My gaze went back to Stella, taking a closer look at her. Seeing blood on her pillow, my own ran cold. For the first time in my entire life, I did not know what to do. I had no clue, potent anxiety clutched my brain, stopping me from even trying to think of a possible solution to this unbelievable situation. Maybe if my parents had actually parented any of us, I would at least have something to go off of. We hadn't seen our parents in days, as usual, so I had to bullshit my way through this and try not to let Shawn know I was fucking terrified.
"I need you to get the phone and call 9-1-1, can you do that?" I asked my little brother, looking back at him again.
Shawn let his gaze slide toward me. "What do I tell them?"
"How about this," I said, facing Stella, "you bring the phone up here. I'll talk to them, you just have to bring the phone."
Footsteps chipped at the silence as my brother quickly left the room. I stared down at my older sister, pushing some blond hair out of her face. Looking close, I could see a bruise on her cheek. I have never been more angry in my entire life than I was in that very moment, picturing somebody punching my sister in her face. Red hot rage flushed through me like a tidal wave, I wanted to punch walls, break chairs, and hunt down the sorry sack of shit that laid their soon to be broken hands on my sister then seemingly leaving her for dead.

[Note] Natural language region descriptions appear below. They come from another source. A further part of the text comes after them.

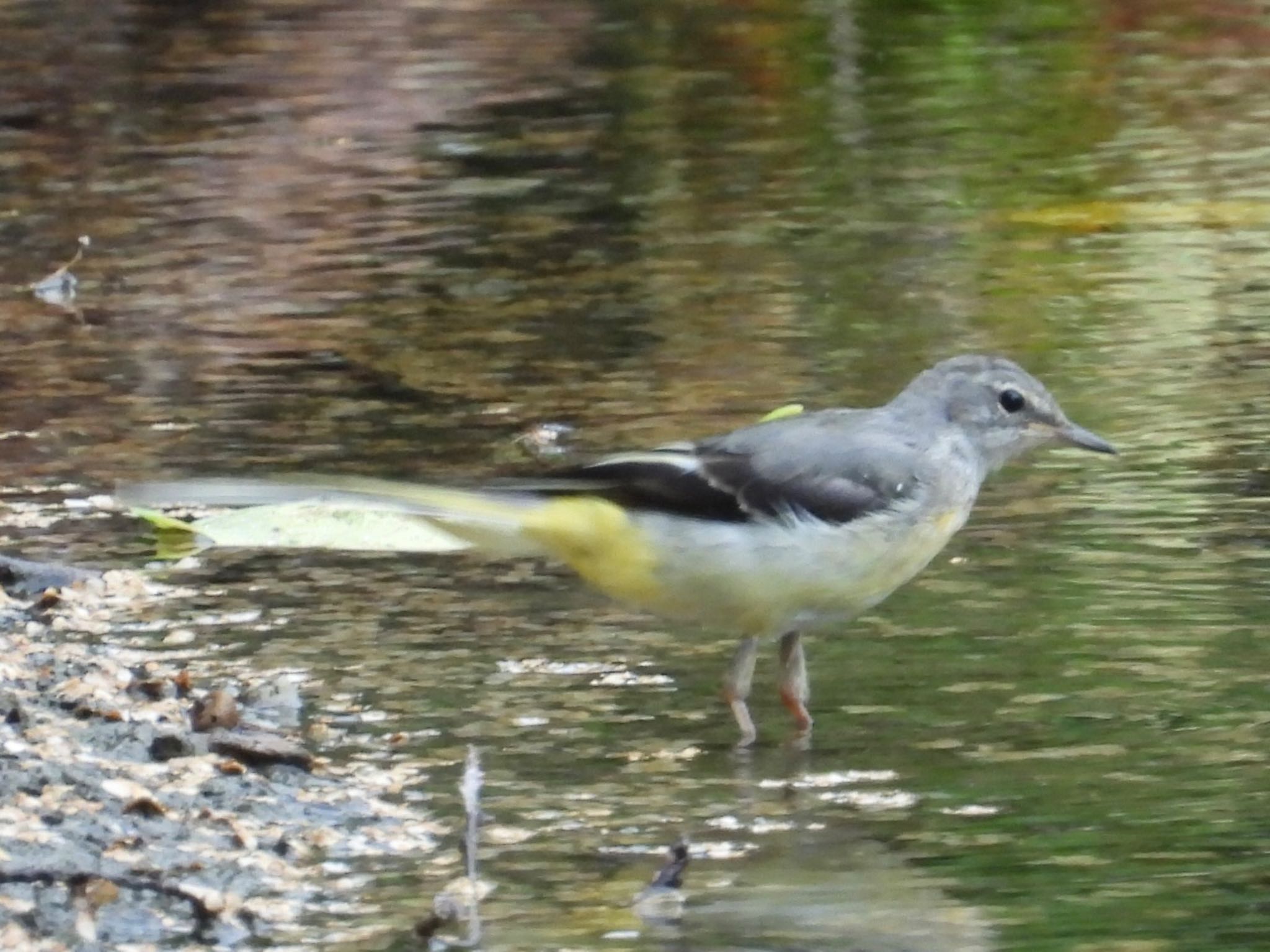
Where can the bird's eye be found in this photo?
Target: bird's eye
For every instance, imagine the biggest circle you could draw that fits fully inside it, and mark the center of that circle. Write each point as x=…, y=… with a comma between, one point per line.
x=1011, y=400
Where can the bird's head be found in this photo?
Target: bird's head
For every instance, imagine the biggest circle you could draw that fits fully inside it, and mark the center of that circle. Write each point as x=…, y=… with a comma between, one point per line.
x=1001, y=408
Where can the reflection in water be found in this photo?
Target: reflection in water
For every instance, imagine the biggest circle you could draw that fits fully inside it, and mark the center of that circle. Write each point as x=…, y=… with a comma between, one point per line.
x=388, y=236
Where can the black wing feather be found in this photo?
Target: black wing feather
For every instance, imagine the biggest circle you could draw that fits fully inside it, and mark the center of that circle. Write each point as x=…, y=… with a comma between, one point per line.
x=730, y=487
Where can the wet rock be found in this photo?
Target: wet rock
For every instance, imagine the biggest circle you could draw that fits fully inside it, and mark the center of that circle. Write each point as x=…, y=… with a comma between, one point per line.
x=11, y=709
x=260, y=749
x=25, y=578
x=215, y=711
x=168, y=745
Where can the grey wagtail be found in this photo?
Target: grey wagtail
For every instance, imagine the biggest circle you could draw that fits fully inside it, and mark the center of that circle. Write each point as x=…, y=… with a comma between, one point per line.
x=766, y=531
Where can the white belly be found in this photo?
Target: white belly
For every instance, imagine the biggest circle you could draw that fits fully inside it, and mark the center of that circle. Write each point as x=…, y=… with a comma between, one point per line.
x=763, y=578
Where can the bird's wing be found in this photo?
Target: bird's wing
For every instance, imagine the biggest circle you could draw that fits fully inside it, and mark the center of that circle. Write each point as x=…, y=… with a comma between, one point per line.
x=835, y=466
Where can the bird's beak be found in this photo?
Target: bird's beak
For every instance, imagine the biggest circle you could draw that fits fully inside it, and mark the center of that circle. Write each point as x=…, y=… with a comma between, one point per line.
x=1075, y=436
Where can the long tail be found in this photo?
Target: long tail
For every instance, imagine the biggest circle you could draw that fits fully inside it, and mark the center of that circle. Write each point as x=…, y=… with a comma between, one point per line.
x=491, y=521
x=596, y=537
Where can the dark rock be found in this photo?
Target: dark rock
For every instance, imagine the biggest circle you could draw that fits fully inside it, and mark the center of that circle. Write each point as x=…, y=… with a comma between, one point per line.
x=27, y=578
x=11, y=709
x=166, y=747
x=260, y=749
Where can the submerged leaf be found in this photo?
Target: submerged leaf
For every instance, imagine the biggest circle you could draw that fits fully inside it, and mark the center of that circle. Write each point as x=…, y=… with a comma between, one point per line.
x=780, y=413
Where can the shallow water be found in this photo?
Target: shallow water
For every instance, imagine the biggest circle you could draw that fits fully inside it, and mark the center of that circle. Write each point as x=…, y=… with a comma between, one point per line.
x=385, y=238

I did not know what I was going to say when Shawn gave me the phone. Nobody was home when Stella somehow got here, we have no idea what happened to her. All I know is she was bleeding from her head and mouth, and not responding to anything. That leaves much, much more questions than answers because I did not even know if she took a drug or not, which could be important in the decisions of how to help her. There were too many horrific possible outcomes, and it was starting to get overwhelming.
Shawn came back into the room as I was coming down from the peak of rage. "Thank you," I spoke quietly, slightly turning and taking the phone from my brother's hand. Allowing myself to breathe for just couple seconds, I struggled to clear my mind. However, the time was ticking, so I dialed for an ambulance.